È un piccolo paese, le vie del centro strette e tortuose.
Qualcuna tiene per mano un bambino.
Il brusio delle loro chiacchiere riempie l’aria, si
muovono lentamente, ma si percepisce la loro fretta.
C’è il sole, ma sembra notte.
È tutto in bianco e nero.
E io mi trovo qui, in mezzo a questa gente, circondata
da persone che non conosco.
Sento intorno a me una presenza minacciosa. È
una sensazione. La brutta sensazione di qualcosa che
ti fa paura, che ti sta cercando.
Voglio correre via, scappare il più lontano possibile,
ma non posso muovermi perché tutta questa gente mi blocca il passaggio.
Allora urlo, guardo il cielo e urlo con tutta la mia
forza, ma non esce un filo di voce.
Sento questa malattia come una presenza che mi
circonda, riempie l’aria, mi toglie il fiato.
Nessuno se ne è accorto, le persone nelle vie di
quel piccolo paese sconosciuto continuano a passeggiare e chiacchierare.
Poi riesco a uscire dalla folla e mi ritrovo su un
ponte. Sotto, il fiume. Davanti ai miei occhi, una rupe.
In cima alla rupe vedo una donna, mi guarda un
attimo e poi… si lascia cadere nel vuoto.
«Addio» sussurra, mentre precipita nel fiume.
Prendo la mia bicicletta e inizio a pedalare forte.
Devo correre da Siria, so che lei sta male.
Le mie gambe si muovono all’impazzata, spingo i
piedi contro i pedali stringendo i denti per la fatica,
ma la bici non vuole spostarsi. Si muove come a rallentatore.
Allora inizio a correre a piedi, il sudore mi bagna
la fronte, ma anche così non riesco a muovermi di un
passo.

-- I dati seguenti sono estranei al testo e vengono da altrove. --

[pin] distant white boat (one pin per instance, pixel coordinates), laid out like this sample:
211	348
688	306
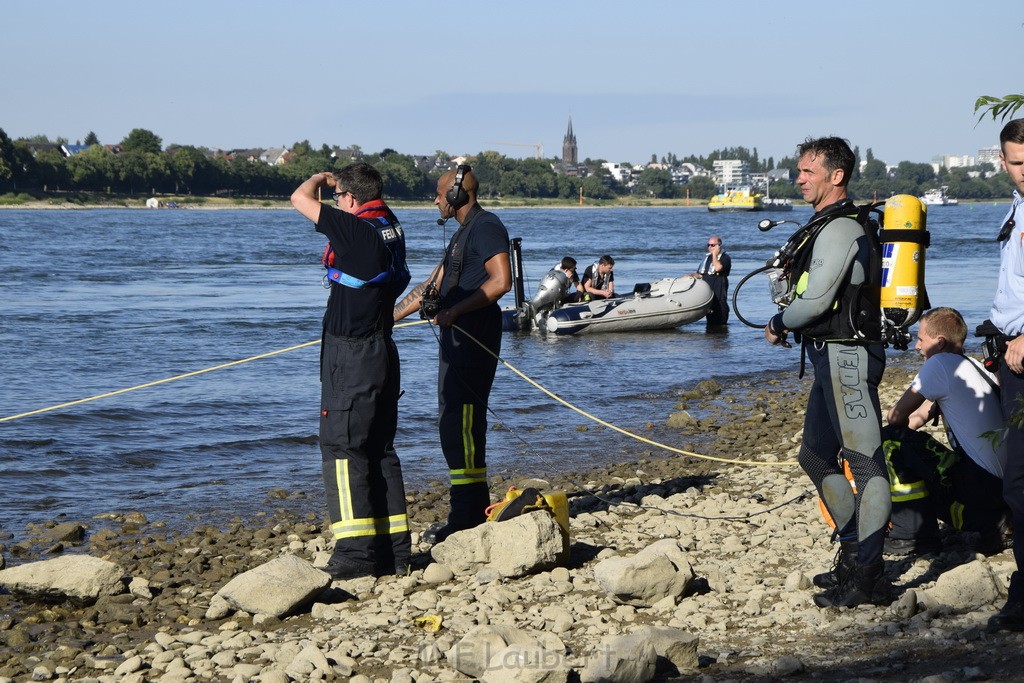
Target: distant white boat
938	198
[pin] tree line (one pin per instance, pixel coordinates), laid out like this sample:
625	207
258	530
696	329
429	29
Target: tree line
140	165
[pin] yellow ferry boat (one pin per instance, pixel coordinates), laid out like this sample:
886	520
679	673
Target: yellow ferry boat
740	199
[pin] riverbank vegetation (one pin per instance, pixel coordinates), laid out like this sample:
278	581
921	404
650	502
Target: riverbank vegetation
38	170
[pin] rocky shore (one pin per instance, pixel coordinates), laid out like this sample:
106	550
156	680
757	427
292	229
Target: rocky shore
676	568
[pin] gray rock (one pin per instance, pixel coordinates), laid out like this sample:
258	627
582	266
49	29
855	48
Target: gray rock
437	573
657	571
473	653
275	588
621	659
520	546
676	645
526	664
73	532
966	587
78	578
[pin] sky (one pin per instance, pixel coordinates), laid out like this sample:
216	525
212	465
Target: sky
638	77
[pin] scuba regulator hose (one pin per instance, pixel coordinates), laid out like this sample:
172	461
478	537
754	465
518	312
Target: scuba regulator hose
735	294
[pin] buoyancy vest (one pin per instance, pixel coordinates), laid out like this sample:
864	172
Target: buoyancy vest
856	314
386	225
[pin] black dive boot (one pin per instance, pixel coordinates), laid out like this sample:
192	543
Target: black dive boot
864	584
846	559
468	505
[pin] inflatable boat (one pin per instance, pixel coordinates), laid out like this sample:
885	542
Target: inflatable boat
664	304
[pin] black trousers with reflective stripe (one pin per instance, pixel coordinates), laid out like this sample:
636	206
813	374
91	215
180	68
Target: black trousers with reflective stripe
465	376
967	497
366	496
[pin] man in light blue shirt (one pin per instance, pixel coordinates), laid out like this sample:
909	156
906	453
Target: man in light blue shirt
1008	315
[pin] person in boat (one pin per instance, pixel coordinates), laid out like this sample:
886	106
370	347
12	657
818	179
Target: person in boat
598	280
837	282
475	272
714	269
1007	316
359	372
961	484
568	266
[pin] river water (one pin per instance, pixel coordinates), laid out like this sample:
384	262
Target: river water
98	300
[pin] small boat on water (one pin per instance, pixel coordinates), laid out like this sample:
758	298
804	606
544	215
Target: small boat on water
664	304
743	199
938	197
740	199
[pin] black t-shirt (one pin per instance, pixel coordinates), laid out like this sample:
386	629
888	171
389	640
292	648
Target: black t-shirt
486	238
360	252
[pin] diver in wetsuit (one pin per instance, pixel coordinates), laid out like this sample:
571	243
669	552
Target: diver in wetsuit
836	278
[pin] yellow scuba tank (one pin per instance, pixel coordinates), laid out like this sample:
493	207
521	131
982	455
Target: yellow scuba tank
903	242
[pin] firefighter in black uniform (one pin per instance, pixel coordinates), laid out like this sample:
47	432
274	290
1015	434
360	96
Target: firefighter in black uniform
475	273
359	372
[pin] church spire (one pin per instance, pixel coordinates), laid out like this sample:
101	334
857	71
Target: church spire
569	153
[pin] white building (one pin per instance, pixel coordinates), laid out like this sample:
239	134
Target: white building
952	161
989	156
731	172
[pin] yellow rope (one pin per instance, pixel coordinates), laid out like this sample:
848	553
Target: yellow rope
404	325
175	378
613	427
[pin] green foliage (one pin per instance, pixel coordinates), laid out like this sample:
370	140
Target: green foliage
654	182
999	108
142	141
701	187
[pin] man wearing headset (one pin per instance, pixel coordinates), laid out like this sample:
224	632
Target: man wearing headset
476	271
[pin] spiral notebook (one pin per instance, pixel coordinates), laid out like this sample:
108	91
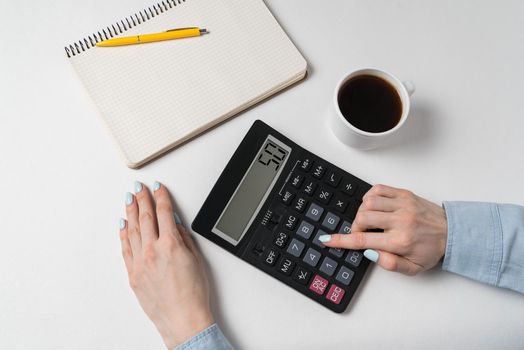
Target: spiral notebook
153	97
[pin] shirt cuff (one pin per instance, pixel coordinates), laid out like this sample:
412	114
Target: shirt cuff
474	245
210	338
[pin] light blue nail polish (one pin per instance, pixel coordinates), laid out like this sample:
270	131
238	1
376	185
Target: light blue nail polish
129	198
138	186
177	219
156	186
371	254
324	238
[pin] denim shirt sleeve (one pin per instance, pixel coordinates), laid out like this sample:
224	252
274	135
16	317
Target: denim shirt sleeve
210	338
486	243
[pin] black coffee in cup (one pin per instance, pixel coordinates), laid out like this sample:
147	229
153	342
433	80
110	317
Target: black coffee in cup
370	103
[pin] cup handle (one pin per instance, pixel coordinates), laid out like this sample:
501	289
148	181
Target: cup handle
410	87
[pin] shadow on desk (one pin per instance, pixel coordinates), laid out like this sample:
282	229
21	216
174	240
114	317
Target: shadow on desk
419	131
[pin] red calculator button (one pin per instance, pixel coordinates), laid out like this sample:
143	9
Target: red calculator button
335	294
318	285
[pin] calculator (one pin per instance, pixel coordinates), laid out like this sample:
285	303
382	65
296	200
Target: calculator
272	202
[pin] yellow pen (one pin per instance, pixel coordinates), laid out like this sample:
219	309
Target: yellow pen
149	38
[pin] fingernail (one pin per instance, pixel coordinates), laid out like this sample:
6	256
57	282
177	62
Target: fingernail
324	238
371	254
129	198
122	224
138	186
156	186
177	219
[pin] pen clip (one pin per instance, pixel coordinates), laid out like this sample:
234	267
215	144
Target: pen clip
177	29
202	31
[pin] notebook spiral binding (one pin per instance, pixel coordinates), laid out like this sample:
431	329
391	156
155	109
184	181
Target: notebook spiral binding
121	26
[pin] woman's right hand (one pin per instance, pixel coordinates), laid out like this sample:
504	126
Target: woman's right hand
165	269
415	230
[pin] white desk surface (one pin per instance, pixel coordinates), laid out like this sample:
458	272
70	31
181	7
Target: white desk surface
62	280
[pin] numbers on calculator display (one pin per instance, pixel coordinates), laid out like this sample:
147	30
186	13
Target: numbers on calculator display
272	154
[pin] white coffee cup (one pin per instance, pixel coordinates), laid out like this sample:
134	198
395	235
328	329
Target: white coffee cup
360	139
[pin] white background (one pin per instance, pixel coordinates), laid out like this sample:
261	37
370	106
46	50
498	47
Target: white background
62	281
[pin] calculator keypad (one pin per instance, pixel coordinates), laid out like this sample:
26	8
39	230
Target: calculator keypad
318	201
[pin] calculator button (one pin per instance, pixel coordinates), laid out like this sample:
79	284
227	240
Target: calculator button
296	180
344	275
340	203
258	248
281	239
305	229
349	186
306	164
335	294
328	266
314	212
330	221
295	247
302	275
345	228
300	204
310	187
318	171
324	195
354	258
290	222
333	179
316	241
286	266
338	252
318	285
312	257
287	197
271	257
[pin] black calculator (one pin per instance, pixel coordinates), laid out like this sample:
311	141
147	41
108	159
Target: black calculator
272	202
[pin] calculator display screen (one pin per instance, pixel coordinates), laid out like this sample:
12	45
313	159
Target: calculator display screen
252	191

Corro, corro, ma le mie gambe sono pesantissime.
Il terreno mi scivola sotto i piedi, e io continuo a
rimanere ferma al punto di partenza.
Sono angosciata, perché ho paura di non arrivare
in tempo, io devo arrivare in tempo da Siria.
Mi sveglio di colpo.
Ancora una volta quest’incubo.
«Questo scatolone è l’ultimo, abbiamo caricato
tutto, cosa faccio, lo porto via adesso?»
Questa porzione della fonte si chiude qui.